Türk-İran muhârebeleri zamânında Birinci Ahmed, tahtta bulunuyordu.
“Bu sene sefere çıkılsın mı, çıkılmasın mı?” diye, pâdişâhın huzurunda bir Dîvan toplandı.
Pâdişah:
“-Sefer için bu sene geç kaldık. Ferâgat elilip, gelecek sene için tedârik görüle!”
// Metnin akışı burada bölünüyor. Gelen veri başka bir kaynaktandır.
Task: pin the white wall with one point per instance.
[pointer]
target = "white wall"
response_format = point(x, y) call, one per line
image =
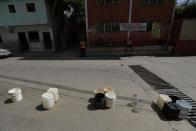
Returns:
point(188, 30)
point(11, 40)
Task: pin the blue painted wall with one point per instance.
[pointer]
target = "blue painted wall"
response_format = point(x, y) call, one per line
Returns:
point(22, 16)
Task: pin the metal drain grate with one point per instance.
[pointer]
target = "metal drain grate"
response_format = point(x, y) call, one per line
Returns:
point(162, 87)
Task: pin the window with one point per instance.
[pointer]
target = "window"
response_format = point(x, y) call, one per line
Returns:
point(116, 27)
point(11, 8)
point(30, 7)
point(108, 27)
point(115, 2)
point(153, 2)
point(33, 36)
point(100, 27)
point(149, 26)
point(0, 39)
point(108, 2)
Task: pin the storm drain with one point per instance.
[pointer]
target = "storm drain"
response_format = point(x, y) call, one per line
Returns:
point(163, 87)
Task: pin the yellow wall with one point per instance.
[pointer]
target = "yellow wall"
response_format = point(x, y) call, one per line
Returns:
point(188, 30)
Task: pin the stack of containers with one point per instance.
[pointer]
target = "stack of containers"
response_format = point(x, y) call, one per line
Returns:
point(50, 98)
point(105, 97)
point(172, 107)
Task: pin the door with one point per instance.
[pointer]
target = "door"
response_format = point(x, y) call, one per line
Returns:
point(23, 41)
point(47, 40)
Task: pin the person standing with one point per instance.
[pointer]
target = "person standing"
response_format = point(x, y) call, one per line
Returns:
point(82, 49)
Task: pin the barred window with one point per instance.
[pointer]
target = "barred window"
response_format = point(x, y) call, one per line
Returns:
point(33, 36)
point(108, 2)
point(108, 27)
point(153, 2)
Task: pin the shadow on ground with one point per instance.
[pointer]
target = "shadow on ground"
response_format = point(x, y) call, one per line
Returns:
point(40, 108)
point(92, 106)
point(159, 113)
point(8, 101)
point(69, 58)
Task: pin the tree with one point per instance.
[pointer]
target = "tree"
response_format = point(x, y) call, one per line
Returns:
point(187, 9)
point(78, 15)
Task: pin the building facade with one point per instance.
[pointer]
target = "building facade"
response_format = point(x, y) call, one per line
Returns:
point(143, 22)
point(27, 25)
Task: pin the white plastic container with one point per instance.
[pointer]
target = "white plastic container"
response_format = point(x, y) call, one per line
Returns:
point(16, 94)
point(48, 100)
point(184, 107)
point(110, 100)
point(162, 99)
point(55, 93)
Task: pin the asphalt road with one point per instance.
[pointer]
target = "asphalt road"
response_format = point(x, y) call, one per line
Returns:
point(77, 79)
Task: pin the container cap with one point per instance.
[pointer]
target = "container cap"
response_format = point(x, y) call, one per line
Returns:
point(111, 95)
point(14, 91)
point(183, 104)
point(47, 95)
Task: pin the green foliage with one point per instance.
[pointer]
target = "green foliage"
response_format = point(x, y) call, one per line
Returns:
point(187, 11)
point(78, 15)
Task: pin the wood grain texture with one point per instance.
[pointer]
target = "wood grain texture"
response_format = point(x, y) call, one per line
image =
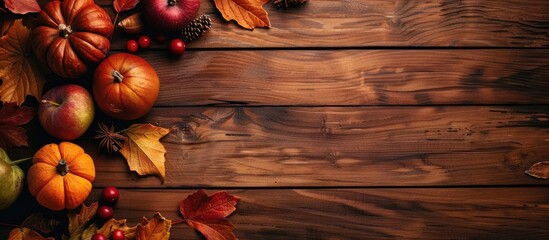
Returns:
point(342, 146)
point(355, 23)
point(353, 77)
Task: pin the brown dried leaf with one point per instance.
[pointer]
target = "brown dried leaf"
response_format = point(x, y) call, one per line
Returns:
point(156, 228)
point(19, 70)
point(78, 222)
point(143, 150)
point(25, 234)
point(247, 13)
point(539, 170)
point(40, 222)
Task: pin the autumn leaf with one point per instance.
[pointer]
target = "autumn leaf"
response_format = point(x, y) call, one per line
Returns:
point(113, 224)
point(6, 21)
point(22, 6)
point(19, 70)
point(11, 117)
point(78, 221)
point(25, 234)
point(143, 150)
point(156, 228)
point(539, 170)
point(124, 5)
point(247, 13)
point(207, 214)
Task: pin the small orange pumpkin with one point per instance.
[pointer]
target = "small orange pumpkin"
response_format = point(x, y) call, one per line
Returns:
point(61, 176)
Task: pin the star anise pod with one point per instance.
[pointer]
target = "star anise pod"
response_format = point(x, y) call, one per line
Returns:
point(109, 139)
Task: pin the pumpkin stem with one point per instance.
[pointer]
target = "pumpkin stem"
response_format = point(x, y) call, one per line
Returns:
point(50, 102)
point(118, 77)
point(62, 167)
point(64, 30)
point(20, 161)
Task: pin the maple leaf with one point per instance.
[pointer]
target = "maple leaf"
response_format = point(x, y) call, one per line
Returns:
point(113, 224)
point(156, 228)
point(78, 221)
point(124, 5)
point(143, 150)
point(207, 214)
point(539, 170)
point(22, 6)
point(25, 234)
point(19, 70)
point(247, 13)
point(11, 117)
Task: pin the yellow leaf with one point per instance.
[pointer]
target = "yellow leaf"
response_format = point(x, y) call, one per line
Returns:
point(25, 234)
point(247, 13)
point(157, 228)
point(19, 70)
point(143, 150)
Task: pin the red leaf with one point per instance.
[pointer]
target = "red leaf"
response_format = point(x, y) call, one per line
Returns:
point(539, 170)
point(124, 5)
point(22, 6)
point(11, 116)
point(207, 214)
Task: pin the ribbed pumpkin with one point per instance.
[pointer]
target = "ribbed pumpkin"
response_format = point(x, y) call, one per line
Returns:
point(125, 86)
point(71, 35)
point(61, 176)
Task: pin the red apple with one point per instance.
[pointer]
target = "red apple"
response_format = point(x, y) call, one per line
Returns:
point(170, 15)
point(66, 111)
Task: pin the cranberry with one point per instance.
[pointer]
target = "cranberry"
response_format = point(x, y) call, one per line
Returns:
point(110, 194)
point(177, 47)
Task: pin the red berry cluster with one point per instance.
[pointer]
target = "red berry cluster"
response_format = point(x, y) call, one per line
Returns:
point(109, 196)
point(176, 47)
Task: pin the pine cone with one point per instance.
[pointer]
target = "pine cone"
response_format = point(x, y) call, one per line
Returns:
point(196, 28)
point(288, 3)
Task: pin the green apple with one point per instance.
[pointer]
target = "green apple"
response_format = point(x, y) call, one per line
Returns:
point(11, 177)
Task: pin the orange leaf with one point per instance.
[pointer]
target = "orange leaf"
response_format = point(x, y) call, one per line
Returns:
point(22, 6)
point(25, 234)
point(19, 71)
point(207, 214)
point(539, 170)
point(11, 116)
point(143, 150)
point(247, 13)
point(157, 228)
point(123, 5)
point(78, 222)
point(113, 224)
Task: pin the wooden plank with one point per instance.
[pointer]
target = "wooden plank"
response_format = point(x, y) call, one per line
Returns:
point(351, 23)
point(341, 146)
point(431, 213)
point(353, 77)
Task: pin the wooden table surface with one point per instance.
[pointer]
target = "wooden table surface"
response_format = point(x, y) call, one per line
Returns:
point(351, 119)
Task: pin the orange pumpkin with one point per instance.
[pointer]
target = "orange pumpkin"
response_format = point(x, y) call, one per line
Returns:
point(125, 86)
point(61, 176)
point(71, 35)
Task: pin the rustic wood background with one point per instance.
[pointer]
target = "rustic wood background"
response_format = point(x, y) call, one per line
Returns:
point(351, 119)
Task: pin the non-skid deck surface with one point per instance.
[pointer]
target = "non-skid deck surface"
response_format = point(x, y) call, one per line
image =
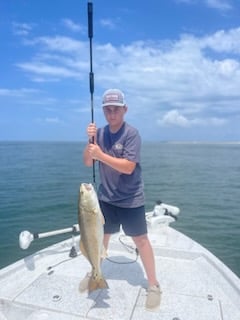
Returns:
point(189, 286)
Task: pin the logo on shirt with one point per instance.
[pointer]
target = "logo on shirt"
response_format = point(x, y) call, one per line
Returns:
point(118, 146)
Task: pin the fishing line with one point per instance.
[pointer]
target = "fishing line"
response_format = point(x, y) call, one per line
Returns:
point(91, 74)
point(129, 248)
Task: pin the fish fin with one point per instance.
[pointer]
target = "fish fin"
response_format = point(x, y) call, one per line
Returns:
point(83, 250)
point(104, 253)
point(97, 283)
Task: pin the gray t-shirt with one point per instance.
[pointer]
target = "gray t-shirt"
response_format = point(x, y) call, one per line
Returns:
point(119, 189)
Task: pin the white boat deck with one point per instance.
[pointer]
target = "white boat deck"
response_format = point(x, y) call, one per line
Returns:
point(195, 284)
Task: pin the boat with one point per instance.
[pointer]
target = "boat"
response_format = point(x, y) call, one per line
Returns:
point(195, 284)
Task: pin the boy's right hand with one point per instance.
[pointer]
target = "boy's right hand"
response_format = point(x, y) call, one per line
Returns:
point(92, 132)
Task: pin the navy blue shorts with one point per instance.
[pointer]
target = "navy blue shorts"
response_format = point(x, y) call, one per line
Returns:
point(133, 220)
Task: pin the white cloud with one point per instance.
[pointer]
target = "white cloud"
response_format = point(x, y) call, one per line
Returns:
point(22, 29)
point(180, 76)
point(175, 118)
point(108, 23)
point(219, 4)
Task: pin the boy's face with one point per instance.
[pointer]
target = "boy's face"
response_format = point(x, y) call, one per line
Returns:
point(114, 115)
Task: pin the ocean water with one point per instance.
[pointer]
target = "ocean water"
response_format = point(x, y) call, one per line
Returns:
point(39, 184)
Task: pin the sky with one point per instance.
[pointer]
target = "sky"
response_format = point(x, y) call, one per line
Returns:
point(177, 61)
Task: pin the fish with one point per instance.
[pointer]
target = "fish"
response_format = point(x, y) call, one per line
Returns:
point(91, 222)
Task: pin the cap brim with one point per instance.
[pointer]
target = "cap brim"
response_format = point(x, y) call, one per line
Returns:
point(114, 104)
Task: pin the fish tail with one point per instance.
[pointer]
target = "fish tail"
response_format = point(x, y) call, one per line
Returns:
point(97, 283)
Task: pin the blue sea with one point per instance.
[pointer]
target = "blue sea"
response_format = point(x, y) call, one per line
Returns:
point(39, 183)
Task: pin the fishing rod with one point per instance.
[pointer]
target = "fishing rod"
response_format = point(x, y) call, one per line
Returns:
point(91, 74)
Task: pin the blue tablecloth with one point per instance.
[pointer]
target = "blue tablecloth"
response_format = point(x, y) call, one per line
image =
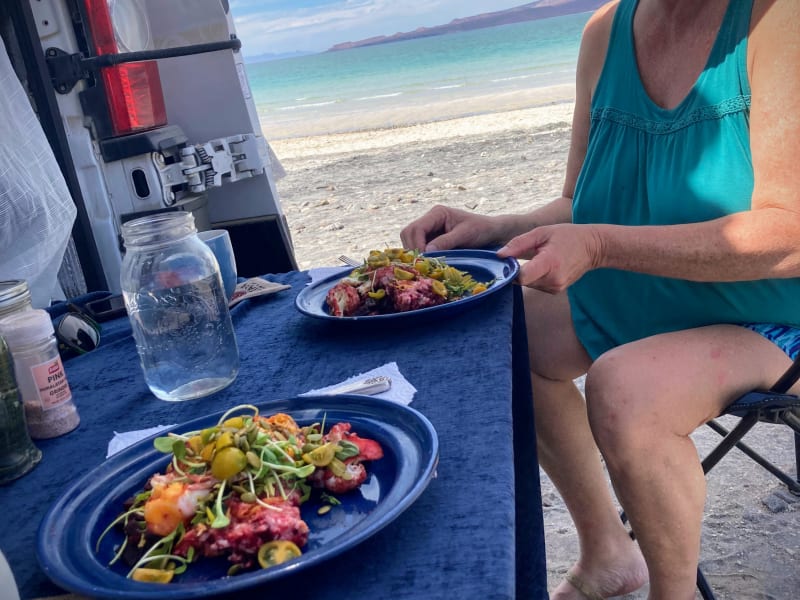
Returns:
point(476, 532)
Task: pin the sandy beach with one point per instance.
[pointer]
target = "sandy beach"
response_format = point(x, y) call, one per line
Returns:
point(350, 192)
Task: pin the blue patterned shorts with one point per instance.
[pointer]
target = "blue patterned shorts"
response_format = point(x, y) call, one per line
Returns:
point(785, 337)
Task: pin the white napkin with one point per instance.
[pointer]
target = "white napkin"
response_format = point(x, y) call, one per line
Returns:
point(120, 441)
point(401, 391)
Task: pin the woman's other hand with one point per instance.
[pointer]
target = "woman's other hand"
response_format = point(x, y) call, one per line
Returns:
point(444, 228)
point(558, 255)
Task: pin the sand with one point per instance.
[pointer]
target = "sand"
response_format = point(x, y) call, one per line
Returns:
point(350, 192)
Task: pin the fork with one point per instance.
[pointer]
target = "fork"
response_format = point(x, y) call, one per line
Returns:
point(350, 261)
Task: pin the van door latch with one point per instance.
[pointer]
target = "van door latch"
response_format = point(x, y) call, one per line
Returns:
point(212, 164)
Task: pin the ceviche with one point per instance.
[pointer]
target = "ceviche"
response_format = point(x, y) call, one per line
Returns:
point(398, 280)
point(235, 490)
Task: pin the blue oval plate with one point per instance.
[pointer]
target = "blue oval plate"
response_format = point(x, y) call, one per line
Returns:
point(483, 265)
point(69, 531)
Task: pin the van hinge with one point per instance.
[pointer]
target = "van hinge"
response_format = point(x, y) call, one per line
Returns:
point(211, 164)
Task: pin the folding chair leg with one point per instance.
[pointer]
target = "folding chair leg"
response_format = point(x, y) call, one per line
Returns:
point(703, 587)
point(732, 438)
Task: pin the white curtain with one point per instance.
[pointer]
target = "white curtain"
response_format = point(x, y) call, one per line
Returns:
point(36, 211)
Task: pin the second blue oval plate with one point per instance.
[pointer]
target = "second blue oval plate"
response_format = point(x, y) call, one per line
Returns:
point(483, 265)
point(68, 534)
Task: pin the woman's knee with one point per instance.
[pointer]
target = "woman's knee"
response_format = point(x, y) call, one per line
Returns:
point(554, 350)
point(620, 405)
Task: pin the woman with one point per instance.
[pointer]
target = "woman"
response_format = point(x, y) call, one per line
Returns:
point(675, 241)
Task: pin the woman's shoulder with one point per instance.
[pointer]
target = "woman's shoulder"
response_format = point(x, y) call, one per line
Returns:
point(594, 43)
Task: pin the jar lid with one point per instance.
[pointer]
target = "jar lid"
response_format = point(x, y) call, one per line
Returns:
point(26, 327)
point(13, 295)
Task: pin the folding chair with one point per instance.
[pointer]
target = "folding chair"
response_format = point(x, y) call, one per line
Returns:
point(772, 406)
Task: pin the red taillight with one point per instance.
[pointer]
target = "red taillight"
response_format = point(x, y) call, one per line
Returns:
point(135, 98)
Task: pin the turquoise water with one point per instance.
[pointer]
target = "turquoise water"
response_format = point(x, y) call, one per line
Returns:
point(413, 74)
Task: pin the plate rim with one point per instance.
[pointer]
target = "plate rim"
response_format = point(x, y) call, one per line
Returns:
point(57, 570)
point(458, 254)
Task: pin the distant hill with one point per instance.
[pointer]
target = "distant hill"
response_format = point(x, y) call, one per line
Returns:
point(542, 9)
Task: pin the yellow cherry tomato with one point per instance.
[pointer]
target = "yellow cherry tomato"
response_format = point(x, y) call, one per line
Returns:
point(277, 552)
point(228, 462)
point(322, 456)
point(438, 288)
point(224, 440)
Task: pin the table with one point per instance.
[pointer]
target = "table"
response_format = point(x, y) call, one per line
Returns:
point(476, 532)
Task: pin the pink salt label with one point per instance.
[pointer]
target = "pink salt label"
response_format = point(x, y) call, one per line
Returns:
point(51, 381)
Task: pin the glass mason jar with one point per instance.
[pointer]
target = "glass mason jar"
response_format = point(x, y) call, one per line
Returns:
point(14, 297)
point(18, 455)
point(177, 307)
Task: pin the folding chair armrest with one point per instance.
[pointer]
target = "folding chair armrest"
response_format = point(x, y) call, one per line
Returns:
point(762, 401)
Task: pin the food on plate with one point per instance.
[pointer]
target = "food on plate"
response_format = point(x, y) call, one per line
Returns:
point(398, 280)
point(235, 490)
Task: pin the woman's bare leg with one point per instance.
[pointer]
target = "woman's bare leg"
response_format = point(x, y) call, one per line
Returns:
point(609, 561)
point(644, 399)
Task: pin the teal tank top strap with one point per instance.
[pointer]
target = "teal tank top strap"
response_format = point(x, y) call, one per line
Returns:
point(709, 98)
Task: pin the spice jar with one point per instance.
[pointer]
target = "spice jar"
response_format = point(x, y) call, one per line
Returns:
point(43, 385)
point(177, 307)
point(18, 455)
point(14, 297)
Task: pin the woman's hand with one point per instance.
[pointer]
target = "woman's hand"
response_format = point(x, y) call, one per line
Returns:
point(444, 228)
point(558, 255)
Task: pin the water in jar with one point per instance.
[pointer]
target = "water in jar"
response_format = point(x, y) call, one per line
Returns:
point(185, 338)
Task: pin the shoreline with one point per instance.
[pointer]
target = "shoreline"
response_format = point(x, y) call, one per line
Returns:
point(398, 113)
point(348, 193)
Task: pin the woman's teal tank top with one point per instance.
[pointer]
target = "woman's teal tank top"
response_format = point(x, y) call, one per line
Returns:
point(649, 166)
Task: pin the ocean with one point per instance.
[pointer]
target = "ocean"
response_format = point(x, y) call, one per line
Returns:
point(407, 82)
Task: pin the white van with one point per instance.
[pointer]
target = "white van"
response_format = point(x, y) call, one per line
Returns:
point(147, 107)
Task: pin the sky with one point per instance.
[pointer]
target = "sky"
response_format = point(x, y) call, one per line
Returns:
point(286, 26)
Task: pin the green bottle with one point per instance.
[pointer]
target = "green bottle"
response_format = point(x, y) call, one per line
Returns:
point(18, 455)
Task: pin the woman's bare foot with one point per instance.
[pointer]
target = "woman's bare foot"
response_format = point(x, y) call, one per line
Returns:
point(613, 574)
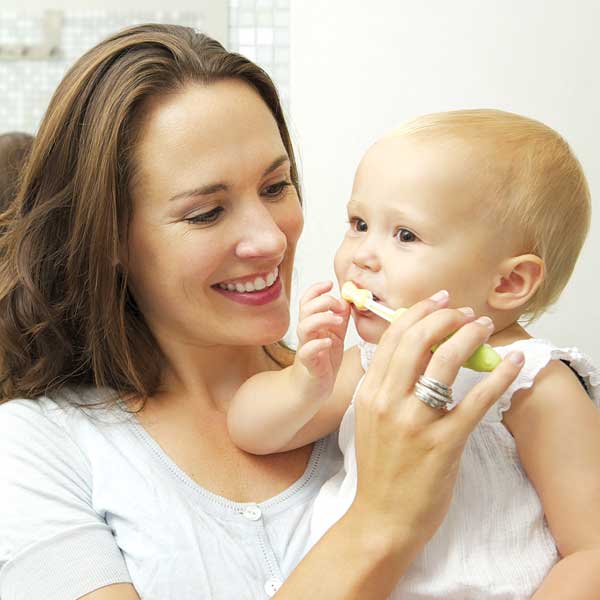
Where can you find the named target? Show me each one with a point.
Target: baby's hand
(321, 332)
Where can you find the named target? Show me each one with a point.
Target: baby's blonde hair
(542, 190)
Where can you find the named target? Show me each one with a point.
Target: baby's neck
(509, 334)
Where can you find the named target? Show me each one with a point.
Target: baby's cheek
(370, 329)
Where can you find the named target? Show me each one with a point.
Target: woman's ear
(518, 279)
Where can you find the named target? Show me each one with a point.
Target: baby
(493, 208)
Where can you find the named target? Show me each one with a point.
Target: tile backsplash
(259, 29)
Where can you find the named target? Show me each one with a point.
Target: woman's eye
(205, 218)
(358, 225)
(405, 235)
(276, 189)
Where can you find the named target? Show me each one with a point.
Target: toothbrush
(484, 359)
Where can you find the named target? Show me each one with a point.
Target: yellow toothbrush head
(357, 296)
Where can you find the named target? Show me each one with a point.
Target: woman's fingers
(394, 334)
(323, 303)
(315, 325)
(478, 401)
(448, 359)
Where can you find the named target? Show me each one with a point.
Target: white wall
(214, 11)
(360, 68)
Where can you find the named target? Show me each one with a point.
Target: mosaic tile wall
(259, 29)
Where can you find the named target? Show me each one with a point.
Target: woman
(14, 148)
(161, 191)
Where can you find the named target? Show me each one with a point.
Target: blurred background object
(259, 29)
(360, 68)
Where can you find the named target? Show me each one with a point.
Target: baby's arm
(557, 431)
(276, 411)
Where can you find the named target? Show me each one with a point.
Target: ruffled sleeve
(538, 353)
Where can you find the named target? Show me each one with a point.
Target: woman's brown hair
(66, 316)
(14, 149)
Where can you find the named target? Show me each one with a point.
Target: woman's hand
(408, 453)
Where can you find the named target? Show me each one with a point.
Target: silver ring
(435, 385)
(432, 392)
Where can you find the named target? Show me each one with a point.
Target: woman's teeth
(252, 286)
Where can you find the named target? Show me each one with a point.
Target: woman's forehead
(221, 129)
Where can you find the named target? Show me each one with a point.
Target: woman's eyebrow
(212, 188)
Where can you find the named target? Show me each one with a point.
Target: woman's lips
(256, 298)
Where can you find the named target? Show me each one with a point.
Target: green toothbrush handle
(484, 359)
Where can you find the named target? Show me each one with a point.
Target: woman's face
(215, 218)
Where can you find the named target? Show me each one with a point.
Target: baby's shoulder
(543, 359)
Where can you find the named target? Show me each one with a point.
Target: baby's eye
(358, 224)
(405, 235)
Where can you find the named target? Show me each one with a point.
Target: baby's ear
(517, 281)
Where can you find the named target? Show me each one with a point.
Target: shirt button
(252, 512)
(272, 586)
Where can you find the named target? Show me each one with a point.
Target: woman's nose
(261, 237)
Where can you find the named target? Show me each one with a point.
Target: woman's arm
(275, 411)
(557, 431)
(407, 455)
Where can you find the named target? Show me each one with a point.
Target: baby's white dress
(495, 542)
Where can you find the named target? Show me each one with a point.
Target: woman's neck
(208, 377)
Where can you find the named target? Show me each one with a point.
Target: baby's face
(416, 226)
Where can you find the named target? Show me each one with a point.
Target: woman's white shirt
(88, 498)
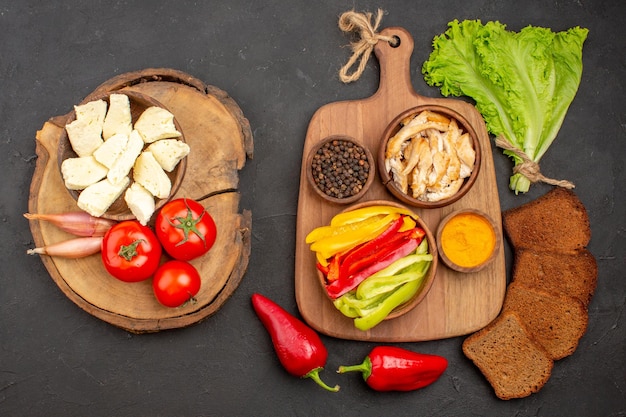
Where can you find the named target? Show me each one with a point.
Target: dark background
(279, 60)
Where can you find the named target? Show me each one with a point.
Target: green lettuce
(522, 83)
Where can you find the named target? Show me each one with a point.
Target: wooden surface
(220, 140)
(457, 303)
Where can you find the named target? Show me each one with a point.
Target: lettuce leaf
(522, 82)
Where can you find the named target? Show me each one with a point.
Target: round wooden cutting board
(220, 139)
(457, 303)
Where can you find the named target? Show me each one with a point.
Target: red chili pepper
(298, 347)
(339, 287)
(389, 368)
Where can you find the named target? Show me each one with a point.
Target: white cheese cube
(111, 149)
(123, 164)
(151, 176)
(156, 123)
(97, 198)
(140, 202)
(79, 173)
(118, 119)
(94, 110)
(169, 152)
(85, 136)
Deyince, Şeyhülislâm Sun’ullah Efendi bu fikre karşı çıkıp:
“-Sultânım! Mehmed Paşa gibi bir vezir-i âlişânı sefere gitmedin deyü katl edip, imdi seferi tehir edelim reyinde bulunmak evlâ mıdır? Bir aydır Orduyu Hümâyun Üsküdar’da emrin bekler. Tehir emri, hem asâkîri -askerleri- üzer, hem, sefere kudretleri kalmadı deyü, düşmana fırsat verir. İllâ -mutlaka- sefere çıkılmalı!”
Dedi.
Kendisinin tenkîd edilmesine tahammül gösteremeyen pâdişah, kızmakla birlikte kısaca:
“–Hazîne’de para yoktur!” Dedi.
Sun’ullah Efendi:
“–Öyleyse, Mısır hazinesinden ihsan buyurun. Yâhut Cedd-i âzamınız -büyük ecdâdınız- gibi saraydaki evâniyi -kıymetli mâdenlerden imâl edilmiş kap-kacağı- eritip, para basasız! İllâ sefere çıkılsın, zîra düşmandan intikam alıp, devletin nâmusunu kurtarmak, bin evâni eder.”
Deyince, Pâdişah büsbütün kızıp:
“Bre Sun’ullah! Ne gûnâ söylersiz? -ne biçim konuşuyorsun- Mısır hazînesi benim cep harçlığım, evâni dediğün de çorba tasımdır. Paramı cebimden, ekmeğimi elimden mi almak istersiz?’’
Diye bağırıp, Şeyhülislâmı susturmuştu.